Behr pudo notar que tenía una expresión desquiciada en el rostro y estaba seguro de que Paul se había dado cuenta.

—Ah, Frank —dijo este, incapaz de añadir nada más.

—Ya estoy lo suficientemente borracho.

Behr se puso en pie.

La noche era negrísima. Si había farolas en la ciudad, debían de estar todas rotas o se apagaban al unísono a una hora determinada, ya que no había ninguna encendida. Siguieron de manera intuitiva el camino de regreso hasta su hotel, internándose por una calle, pensándoselo mejor, regresando sobre sus pasos y siguiendo por otra. Doblaron una esquina y caminaron junto a una valla metálica que rodeaba un solar de coches usados que recordaban haber visto antes. De repente, un torbellino de pelaje negro y blancas fauces se arrojó contra la valla. Un par de perros guardianes de ojos amarillentos, que gruñían roncamente, habían surgido de la oscuridad para lanzarse contra Behr y Paul. Los animales rebotaron en la valla, solo para volver a lanzarse contra ellos. Paul retrocedió instintivamente de un salto, pero Behr se volvió hacia los animales. Agarró la valla con los dedos y dejó escapar un gruñido más grave y amenazante que el proferido por los perros. Al agarrar la valla con las manos, Behr les estaba dando a estos oportunidad de sobra para morderle. Los perros, sin embargo, retrocedieron. Cabriolaron con las patas delanteras e intentaron levantar otro muro de gruñidos. Behr comenzó a ladrarles. Sonaba como un demente mastín humano. Paul se colocó a su lado y agarró la valla. También él comenzó a ladrar, aunque sus ladridos sonaron como los de una hiena frenética. Los perros, temerosos y confundidos, dejaron escapar un par de gemidos y desaparecieron de nuevo entre las tinieblas del solar.
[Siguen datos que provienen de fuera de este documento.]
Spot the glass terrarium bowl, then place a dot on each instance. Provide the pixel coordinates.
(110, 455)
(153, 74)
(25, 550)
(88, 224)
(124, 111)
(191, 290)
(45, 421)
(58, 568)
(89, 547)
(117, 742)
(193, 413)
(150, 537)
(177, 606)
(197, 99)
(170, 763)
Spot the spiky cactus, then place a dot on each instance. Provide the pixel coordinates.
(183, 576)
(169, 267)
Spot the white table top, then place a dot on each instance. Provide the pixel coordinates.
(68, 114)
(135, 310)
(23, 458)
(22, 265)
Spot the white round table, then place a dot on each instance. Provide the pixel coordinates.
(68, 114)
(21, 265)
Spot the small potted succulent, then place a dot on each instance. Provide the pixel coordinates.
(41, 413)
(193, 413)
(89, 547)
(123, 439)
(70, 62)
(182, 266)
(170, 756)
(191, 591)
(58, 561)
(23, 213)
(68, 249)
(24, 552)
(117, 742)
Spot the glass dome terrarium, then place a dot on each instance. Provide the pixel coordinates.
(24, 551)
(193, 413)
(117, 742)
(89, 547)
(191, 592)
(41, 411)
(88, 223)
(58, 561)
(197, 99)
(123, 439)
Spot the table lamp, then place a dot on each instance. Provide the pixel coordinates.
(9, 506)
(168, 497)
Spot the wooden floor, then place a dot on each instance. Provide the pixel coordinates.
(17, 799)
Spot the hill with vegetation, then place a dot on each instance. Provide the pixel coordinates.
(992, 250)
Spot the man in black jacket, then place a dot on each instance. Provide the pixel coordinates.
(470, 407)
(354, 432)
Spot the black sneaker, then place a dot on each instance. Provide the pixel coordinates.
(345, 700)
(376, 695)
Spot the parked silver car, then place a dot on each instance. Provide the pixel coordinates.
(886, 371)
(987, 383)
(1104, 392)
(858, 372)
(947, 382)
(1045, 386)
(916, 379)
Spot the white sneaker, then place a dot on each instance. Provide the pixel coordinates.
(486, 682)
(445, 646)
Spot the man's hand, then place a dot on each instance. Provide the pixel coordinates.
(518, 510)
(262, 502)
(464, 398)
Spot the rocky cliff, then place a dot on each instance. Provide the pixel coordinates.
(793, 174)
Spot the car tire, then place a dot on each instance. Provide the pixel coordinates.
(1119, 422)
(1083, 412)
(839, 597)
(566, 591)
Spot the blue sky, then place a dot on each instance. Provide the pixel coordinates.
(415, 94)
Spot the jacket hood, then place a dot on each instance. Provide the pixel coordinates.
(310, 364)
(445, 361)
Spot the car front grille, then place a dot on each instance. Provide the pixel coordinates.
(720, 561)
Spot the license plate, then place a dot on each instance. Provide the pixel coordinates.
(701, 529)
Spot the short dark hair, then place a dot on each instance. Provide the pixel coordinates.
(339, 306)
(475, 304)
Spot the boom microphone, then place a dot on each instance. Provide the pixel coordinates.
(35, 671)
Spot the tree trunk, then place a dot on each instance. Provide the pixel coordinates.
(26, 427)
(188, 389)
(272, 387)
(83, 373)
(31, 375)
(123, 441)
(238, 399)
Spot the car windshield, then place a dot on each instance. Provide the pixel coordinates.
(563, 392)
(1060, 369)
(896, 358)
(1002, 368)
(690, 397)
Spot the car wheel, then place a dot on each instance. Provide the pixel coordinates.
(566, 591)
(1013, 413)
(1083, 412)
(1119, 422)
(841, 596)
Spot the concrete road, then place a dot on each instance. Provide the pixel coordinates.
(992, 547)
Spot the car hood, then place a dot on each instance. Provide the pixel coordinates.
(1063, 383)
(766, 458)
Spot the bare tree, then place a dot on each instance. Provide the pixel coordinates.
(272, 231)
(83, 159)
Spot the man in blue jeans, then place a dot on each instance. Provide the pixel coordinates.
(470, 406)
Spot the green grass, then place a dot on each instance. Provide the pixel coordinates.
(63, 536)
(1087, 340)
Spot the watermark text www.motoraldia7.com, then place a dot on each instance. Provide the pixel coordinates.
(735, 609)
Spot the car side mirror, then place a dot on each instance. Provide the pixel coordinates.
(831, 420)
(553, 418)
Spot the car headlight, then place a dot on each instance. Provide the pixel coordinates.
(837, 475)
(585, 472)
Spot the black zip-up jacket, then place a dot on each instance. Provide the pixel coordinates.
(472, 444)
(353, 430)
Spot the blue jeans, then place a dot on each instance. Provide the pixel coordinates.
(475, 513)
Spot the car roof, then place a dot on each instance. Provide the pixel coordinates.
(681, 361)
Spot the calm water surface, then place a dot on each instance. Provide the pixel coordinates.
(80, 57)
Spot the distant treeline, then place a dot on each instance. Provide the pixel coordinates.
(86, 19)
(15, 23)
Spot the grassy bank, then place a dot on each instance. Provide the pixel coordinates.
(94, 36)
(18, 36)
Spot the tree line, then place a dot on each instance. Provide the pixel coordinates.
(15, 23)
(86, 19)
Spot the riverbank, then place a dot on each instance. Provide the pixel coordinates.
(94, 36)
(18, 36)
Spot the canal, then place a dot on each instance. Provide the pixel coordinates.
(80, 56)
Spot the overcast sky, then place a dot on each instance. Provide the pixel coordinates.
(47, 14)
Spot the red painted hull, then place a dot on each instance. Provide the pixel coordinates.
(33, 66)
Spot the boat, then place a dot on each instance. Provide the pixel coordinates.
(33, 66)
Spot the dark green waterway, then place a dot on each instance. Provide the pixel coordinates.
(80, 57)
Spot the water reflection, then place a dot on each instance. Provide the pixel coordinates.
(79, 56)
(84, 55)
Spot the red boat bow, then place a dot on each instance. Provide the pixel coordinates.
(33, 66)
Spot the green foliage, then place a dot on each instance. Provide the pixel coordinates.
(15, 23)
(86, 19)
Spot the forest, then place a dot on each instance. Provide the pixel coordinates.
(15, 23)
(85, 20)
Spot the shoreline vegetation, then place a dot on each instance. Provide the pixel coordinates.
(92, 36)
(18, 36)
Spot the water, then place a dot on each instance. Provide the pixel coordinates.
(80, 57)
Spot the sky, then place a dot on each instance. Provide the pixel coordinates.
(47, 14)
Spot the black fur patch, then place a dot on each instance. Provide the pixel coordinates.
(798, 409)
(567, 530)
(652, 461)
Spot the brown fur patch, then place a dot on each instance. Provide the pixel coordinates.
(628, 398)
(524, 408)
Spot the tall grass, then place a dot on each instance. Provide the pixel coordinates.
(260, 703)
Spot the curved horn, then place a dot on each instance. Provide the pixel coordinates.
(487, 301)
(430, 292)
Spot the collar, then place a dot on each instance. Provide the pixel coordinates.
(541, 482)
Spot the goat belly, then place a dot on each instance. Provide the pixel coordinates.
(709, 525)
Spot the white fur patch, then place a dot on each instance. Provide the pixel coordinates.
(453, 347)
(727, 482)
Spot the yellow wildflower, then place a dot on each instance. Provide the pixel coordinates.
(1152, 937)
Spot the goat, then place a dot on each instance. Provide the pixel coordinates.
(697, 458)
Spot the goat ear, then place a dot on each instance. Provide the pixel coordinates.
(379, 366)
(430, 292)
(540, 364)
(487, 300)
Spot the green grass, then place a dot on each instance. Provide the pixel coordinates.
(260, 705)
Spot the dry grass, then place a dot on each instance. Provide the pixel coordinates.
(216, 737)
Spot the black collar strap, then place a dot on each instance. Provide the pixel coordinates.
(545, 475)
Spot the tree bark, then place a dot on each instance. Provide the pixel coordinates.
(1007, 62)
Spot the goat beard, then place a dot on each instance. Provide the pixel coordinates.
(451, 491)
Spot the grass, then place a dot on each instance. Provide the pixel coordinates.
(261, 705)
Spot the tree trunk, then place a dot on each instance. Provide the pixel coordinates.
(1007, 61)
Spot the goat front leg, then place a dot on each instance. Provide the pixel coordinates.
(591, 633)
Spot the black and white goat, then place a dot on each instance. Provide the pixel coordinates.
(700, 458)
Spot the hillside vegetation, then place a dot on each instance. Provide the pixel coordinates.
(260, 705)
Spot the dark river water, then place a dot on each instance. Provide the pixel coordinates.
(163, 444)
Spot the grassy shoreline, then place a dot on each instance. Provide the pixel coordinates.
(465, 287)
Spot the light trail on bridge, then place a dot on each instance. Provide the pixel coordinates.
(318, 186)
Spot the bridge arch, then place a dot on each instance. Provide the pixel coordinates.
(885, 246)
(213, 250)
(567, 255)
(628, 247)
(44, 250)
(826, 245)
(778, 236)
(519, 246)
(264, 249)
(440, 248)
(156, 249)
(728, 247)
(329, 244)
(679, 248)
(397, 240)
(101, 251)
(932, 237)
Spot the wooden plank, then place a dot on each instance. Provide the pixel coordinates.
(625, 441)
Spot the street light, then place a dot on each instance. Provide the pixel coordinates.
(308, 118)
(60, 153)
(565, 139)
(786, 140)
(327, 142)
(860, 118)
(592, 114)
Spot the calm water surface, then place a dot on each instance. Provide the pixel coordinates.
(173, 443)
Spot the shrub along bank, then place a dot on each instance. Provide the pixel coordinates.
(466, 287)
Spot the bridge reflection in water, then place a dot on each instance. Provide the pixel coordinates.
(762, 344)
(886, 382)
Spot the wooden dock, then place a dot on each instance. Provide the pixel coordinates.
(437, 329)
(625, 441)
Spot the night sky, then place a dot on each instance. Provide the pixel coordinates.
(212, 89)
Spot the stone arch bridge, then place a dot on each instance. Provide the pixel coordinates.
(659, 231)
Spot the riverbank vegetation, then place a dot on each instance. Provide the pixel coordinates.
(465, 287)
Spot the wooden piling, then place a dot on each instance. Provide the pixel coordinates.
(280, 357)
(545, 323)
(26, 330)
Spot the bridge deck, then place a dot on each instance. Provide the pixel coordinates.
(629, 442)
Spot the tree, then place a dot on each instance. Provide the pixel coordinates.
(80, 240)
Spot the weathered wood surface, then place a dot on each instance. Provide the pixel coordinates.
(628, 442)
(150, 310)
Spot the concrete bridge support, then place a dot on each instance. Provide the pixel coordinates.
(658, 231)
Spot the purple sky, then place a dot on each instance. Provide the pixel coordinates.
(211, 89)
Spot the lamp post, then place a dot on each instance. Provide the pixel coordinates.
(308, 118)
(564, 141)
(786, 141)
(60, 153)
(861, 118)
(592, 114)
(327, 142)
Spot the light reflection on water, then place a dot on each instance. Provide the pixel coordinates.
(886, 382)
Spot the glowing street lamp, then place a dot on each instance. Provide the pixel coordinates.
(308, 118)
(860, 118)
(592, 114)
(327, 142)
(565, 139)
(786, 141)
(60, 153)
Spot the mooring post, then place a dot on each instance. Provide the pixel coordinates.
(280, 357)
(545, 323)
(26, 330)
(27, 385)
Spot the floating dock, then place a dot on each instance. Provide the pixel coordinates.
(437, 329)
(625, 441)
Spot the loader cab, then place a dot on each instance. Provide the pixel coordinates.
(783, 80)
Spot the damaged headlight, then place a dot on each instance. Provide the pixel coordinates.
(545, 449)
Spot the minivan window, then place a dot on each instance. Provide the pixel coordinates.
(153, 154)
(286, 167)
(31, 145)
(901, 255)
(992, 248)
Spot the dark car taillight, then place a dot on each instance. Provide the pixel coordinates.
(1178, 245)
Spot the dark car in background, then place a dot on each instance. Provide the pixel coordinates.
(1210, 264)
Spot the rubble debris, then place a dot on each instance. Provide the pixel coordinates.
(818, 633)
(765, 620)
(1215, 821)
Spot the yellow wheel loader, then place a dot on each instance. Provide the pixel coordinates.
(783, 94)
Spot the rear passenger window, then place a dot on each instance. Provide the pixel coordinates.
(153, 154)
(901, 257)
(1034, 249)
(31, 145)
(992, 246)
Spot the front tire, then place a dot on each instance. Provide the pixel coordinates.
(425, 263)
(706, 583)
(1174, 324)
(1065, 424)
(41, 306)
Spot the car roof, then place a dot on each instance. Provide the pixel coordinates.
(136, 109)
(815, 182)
Después de que los dedos se le hubieran puesto blancos de tanto agarrar, Behr soltó la valla y se echó a reír. Entonces Paul comenzó a reírse también. Las carcajadas llegaban en oleadas. Roncaron y aullaron, doblándose por la cintura. Al cabo de un rato, lo que fuese que hubiera tenido de graciosa la situación se agotó y solo quedó el silencio. Ambos se enderezaron y reemprendieron el camino hacia el motel, donde les aguardaba el descanso, negro y sin sueños.